High-definition characterization of cerebral β-amyloid angiopathy in Alzheimer's disease

SummaryThe occurrence and progression of cerebral β-amyloid angiopathy and β-amyloid plaques in sporadic Alzheimer's disease may be attributed to aging-related deficiencies in β-amyloid drainage along cerebral perivascular pathways. To elucidate high-definition characteristics of cerebral β-amyloid deposition, we performed immunogold silver staining for β-amyloid-40 and β-amyloid-42 on semithin LR White-embedded tissue sections from 7 Alzheimer's disease/severe cerebral β-amyloid angiopathy, 9 Alzheimer's disease/mild cerebral β-amyloid angiopathy, 5 old control, and 4 young control autopsy brains. In vessel walls, β-amyloid-40 and β-amyloid-42 deposits were unevenly distributed along the adventitia and among the medial smooth muscle cells. β-Amyloid-40 immunoreactivity appeared greater than that of β-amyloid-42 in vessel walls, with β-amyloid-42 being preferentially located on their abluminal regions. In capillary walls, either β-amyloid-40 or β-amyloid-42 deposits or both were present in 6 of 7 severe cerebral β-amyloid angiopathy and in 1 of 9 mild cerebral β-amyloid angiopathy cases, with a marked variation in thickness and focally abluminal excrescences. In 5 of 7 severe cerebral β-amyloid angiopathy cases, a subset of β-amyloid-laden capillaries revealed either β-amyloid-40 or β-amyloid-42 deposits or both radiating from their walls into the surrounding neuropil (“pericapillary deposits”).

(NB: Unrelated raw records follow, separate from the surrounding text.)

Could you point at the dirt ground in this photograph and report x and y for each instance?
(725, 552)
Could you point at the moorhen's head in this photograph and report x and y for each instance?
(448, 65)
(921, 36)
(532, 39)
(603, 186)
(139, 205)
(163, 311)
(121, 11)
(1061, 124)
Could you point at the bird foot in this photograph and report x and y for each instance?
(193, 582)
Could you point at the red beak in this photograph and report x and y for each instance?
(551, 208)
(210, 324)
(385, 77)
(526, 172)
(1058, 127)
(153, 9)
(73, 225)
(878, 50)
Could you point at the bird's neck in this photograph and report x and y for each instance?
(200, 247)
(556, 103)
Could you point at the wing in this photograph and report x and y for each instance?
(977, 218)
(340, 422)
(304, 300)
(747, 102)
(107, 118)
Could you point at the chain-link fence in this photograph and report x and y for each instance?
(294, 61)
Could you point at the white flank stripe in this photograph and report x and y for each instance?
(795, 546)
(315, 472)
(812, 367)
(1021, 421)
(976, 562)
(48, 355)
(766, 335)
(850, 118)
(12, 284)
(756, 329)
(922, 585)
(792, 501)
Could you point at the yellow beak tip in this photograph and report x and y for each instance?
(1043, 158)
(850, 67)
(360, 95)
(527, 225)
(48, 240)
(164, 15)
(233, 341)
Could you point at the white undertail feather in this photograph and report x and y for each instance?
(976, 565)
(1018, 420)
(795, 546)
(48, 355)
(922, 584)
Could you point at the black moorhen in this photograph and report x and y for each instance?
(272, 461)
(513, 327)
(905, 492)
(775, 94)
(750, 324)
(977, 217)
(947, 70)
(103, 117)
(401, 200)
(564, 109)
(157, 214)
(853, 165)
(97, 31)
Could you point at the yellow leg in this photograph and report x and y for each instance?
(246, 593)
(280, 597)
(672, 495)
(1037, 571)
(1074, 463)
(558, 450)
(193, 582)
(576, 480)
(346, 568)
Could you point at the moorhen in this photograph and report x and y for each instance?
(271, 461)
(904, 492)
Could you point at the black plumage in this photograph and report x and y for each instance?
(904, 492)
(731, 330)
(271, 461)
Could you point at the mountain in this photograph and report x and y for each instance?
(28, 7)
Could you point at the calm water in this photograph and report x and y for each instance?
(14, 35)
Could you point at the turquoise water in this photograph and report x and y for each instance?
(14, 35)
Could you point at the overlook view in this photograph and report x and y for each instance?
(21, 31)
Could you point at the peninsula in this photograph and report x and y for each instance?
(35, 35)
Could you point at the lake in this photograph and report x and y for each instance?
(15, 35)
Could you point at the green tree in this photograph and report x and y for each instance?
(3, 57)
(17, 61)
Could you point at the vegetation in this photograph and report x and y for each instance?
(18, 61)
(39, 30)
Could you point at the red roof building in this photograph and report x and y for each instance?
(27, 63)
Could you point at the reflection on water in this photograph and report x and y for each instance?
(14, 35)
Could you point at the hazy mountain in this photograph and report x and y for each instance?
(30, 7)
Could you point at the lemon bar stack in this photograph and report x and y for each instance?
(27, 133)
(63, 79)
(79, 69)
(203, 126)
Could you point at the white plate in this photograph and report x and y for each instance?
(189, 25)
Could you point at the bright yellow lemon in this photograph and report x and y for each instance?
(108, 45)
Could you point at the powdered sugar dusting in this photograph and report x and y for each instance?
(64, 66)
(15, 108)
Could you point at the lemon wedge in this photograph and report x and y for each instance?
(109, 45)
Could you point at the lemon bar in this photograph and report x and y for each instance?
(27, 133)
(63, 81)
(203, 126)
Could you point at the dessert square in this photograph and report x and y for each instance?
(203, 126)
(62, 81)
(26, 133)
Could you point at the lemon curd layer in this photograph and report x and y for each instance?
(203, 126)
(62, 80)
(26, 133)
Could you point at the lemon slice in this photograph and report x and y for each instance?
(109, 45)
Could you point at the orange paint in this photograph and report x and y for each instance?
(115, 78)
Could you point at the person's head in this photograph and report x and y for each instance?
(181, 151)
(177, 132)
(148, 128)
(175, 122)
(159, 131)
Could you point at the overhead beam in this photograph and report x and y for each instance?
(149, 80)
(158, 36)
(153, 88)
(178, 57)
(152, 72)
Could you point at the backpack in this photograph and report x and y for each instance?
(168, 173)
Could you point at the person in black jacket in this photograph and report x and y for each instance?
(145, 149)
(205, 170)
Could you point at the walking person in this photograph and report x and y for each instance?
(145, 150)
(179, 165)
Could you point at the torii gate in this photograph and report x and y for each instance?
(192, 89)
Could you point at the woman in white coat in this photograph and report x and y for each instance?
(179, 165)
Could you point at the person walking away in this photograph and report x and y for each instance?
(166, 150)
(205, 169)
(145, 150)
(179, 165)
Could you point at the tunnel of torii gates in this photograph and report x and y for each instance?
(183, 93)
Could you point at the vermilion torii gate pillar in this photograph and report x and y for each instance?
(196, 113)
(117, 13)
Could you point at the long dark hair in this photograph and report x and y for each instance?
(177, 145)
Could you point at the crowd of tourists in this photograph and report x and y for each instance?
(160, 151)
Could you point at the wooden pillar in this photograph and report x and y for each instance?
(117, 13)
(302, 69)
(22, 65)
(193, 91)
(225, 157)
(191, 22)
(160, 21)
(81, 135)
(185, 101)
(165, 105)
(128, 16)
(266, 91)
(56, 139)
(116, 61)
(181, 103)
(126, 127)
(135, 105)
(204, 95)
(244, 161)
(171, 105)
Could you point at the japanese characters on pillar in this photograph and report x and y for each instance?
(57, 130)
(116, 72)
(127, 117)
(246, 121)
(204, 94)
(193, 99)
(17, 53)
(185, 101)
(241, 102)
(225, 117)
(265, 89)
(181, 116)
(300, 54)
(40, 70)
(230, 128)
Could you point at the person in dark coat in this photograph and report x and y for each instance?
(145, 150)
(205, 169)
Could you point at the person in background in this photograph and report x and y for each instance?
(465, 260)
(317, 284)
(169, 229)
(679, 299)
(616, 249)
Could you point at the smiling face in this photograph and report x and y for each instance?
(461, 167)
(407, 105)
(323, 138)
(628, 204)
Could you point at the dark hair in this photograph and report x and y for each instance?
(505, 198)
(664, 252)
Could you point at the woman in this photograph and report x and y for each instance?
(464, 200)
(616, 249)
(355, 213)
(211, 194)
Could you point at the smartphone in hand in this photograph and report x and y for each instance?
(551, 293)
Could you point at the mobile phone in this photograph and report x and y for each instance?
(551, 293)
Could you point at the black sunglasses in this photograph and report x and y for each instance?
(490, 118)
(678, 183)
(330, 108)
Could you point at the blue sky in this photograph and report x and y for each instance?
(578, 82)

No vascular β-amyloid-40 or β-amyloid-42 deposits were observed in any of the controls. In conclusion, the patterns of β-amyloid-42 and β-amyloid-40 immunoreactivity in vessel walls suggest that β-amyloid deposits occur in the vascular basement membranes along cerebral perivascular drainage pathways, extending from cortical capillaries to leptomeningeal arteries. The presence of pericapillary β-amyloid deposits suggests that a subset of β-amyloid plaques originate from β-amyloid-laden capillaries, particularly in Alzheimer's disease brains that exhibit preferential capillary involvement by cerebral β-amyloid angiopathy.